PHILADEPHIA HC — PHILADELPHIA -- Don't delay refinancing the mortgage. Interest rates are nearly as low as they're going to go.
Friday, the Federal Reserve slashed its key lending rate to banks from 4.5 percent to 3.5 percent. Banks, in turn, began cutting some consumer loan rates -- moves that could continue into this week.
Experts, though, predict long-term rates are likely to drop no more than 1/4 to 1/2 percentage point in the next three to nine months. They could start rising in the second half of 1992, when the nation's economy is expected to show a stronger recovery.
"If you hold out for the absolute lowest interest rate, you could miss it," says William Dunkelberg, dean of Temple University's School of Business and Management.
It's probably not worth waiting any longer if you've found the right home at a good price, or if you can refinance at a rate 2 percent lower than your current mortgage.
By waiting to buy, you risk losing the house you want or paying higher prices next year.
If you need to refinance, you're probably wasting money by paying a lot more interest than you'll save by waiting for rates to drop 1/2 percentage point.
Jake Haulk, senior economist at Mellon Bank in Pittsburgh, says: "If I had a 10 1/2 or 11 percent mortgage, I'd be looking very hard to get out from under it."
Many people can save $100 to $200 a month on interest costs by refinancing at 8 1/2 percent, compared with an existing mortgage at 10 1/2 percent or higher.
Despite such advantages, millions of people still haven't refinanced the double-digit-rate loans they bought between 1985 and 1990.
An estimated 1.65 million people refinanced in 1991 -- more than double last year's total -- but that's still "only the tip of the iceberg" among millions who could benefit, says Richard Peach, deputy chief economist at the Mortgage Bankers Association, an industry trade group.
The association predicts rates will drop another 1/4 percentage point during the first quarter of 1992, stabilize for several months and possibly increase 1/2 percentage point toward the end of next year.
"If the economy picks up in the second half of 1992, as we think it will, long-term rates will start to go back up," Mr. Peach says.
Mortgage rates are already the lowest in 14 years, having dropped 1 1/4 percentage points in the past 18 months.
Jeremy Siegel, professor of finance at the Wharton School at the University of Pennsylvania, says mortgage rates should continue going down because inflation remains under control and because long-term bond yields are likely to decline.
Mr. Siegel predicts rates could drop another 1/2 percentage point, to less than 8 percent, by early next year.
Still, he recommends that people act soon to buy or refinance. "Don't wait too long. If lower rates increase demand for houses, you could see your gains offset by higher home prices," Mr. Siegel says.

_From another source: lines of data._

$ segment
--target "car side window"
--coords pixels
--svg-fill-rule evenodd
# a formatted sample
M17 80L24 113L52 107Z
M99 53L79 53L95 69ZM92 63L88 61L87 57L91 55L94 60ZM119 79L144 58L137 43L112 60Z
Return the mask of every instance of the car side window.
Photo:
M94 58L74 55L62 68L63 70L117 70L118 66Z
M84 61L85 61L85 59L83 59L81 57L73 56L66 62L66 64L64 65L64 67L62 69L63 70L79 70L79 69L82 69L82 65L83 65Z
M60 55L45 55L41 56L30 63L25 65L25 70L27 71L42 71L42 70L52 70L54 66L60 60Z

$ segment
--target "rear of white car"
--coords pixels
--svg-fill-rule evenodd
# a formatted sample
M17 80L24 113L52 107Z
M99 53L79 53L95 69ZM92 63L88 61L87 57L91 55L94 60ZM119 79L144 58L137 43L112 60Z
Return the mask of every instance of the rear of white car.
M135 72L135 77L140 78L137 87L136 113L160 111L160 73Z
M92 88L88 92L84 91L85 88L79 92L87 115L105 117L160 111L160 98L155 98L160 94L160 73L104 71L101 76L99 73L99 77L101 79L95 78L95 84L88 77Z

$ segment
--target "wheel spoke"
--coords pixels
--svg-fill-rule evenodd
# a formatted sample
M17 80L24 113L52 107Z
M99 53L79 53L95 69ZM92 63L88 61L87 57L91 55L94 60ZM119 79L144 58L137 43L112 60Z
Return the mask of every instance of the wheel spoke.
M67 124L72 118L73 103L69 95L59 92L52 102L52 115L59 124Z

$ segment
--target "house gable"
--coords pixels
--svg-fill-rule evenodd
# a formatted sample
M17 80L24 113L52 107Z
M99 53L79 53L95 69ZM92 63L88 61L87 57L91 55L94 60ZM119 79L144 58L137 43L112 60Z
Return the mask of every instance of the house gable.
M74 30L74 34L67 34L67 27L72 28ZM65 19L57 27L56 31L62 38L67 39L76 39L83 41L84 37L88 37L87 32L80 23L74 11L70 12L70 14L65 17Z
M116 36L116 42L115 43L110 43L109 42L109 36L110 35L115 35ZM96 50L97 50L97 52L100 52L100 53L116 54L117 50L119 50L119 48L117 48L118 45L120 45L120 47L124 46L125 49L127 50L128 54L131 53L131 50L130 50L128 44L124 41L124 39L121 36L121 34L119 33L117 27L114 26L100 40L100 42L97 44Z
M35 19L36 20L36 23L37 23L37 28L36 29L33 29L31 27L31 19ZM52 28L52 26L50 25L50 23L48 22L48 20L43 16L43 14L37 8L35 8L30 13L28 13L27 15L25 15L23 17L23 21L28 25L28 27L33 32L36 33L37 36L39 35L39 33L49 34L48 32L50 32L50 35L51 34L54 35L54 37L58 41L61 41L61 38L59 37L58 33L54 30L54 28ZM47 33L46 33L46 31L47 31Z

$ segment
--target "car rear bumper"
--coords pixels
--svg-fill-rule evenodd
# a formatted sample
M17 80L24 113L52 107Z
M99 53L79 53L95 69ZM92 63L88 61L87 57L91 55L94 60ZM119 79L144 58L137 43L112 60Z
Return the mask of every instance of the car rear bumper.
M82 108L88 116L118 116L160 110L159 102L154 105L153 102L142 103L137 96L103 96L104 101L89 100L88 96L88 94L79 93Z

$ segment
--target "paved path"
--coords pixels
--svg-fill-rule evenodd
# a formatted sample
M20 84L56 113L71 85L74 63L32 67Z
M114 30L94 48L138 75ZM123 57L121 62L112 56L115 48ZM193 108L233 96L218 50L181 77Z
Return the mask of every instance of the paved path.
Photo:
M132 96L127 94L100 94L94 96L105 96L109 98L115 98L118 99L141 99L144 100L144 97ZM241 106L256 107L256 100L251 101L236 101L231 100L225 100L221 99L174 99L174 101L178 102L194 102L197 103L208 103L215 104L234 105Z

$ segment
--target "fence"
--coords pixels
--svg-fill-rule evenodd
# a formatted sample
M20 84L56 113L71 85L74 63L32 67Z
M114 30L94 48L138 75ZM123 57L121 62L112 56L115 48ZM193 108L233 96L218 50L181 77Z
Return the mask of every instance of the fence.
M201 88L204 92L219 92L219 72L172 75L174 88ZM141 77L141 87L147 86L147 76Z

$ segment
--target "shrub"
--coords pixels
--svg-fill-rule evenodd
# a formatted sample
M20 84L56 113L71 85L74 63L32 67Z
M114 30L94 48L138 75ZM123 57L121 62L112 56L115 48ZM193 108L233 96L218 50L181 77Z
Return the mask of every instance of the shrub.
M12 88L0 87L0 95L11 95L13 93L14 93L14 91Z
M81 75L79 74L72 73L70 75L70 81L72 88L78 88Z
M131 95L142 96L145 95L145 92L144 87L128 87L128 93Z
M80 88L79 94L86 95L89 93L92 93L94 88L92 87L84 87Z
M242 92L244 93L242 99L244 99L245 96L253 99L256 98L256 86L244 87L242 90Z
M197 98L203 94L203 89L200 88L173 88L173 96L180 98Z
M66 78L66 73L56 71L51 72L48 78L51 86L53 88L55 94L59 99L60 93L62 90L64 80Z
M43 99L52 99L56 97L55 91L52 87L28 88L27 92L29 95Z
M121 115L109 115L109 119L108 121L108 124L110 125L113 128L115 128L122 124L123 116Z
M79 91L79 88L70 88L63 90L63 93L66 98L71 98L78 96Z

You should also consider how much money you're wasting every month by paying high interest rates. If you're paying 10 1/2 percent or more, you're probably better off refinancing now.
Suppose you have a $100,000 mortgage at 10 1/2 percent, with a $915 monthly payment. You could save $163 a month by refinancing at 8 1/4 percent, with a $752 monthly payment.
What if you wait three months for rates to drop another 1/4 percent? You save an extra $18 a month, or $54 total. In the meantime, you would have paid an extra $489 in interest.
You save the extra 1/4 or 1/2 percentage point only for the years you remain in the house or keep the loan. That's only eight years on average. "In most cases, people would be better off refinancing now to getting lower monthly payments," Mr. Dunkelberg says.
Follow these guidelines: Refinance as soon as possible if you're currently paying at least 2 percent higher than market rates -- anything higher than about 10 1/4 or 10 3/8 percent for a 30-year loan.
But first consider how long you plan to stay in the home. If you're going to move within three to five years, you may not save enough to cover points and other loan fees.
If you plan to move, you can reduce upfront costs by choosing a zero-point loan, but you'll pay about 3/4 of a percentage point higher interest. An adjustable-rate mortgage is another short-term option, although rates can jump significantly after the first couple of years.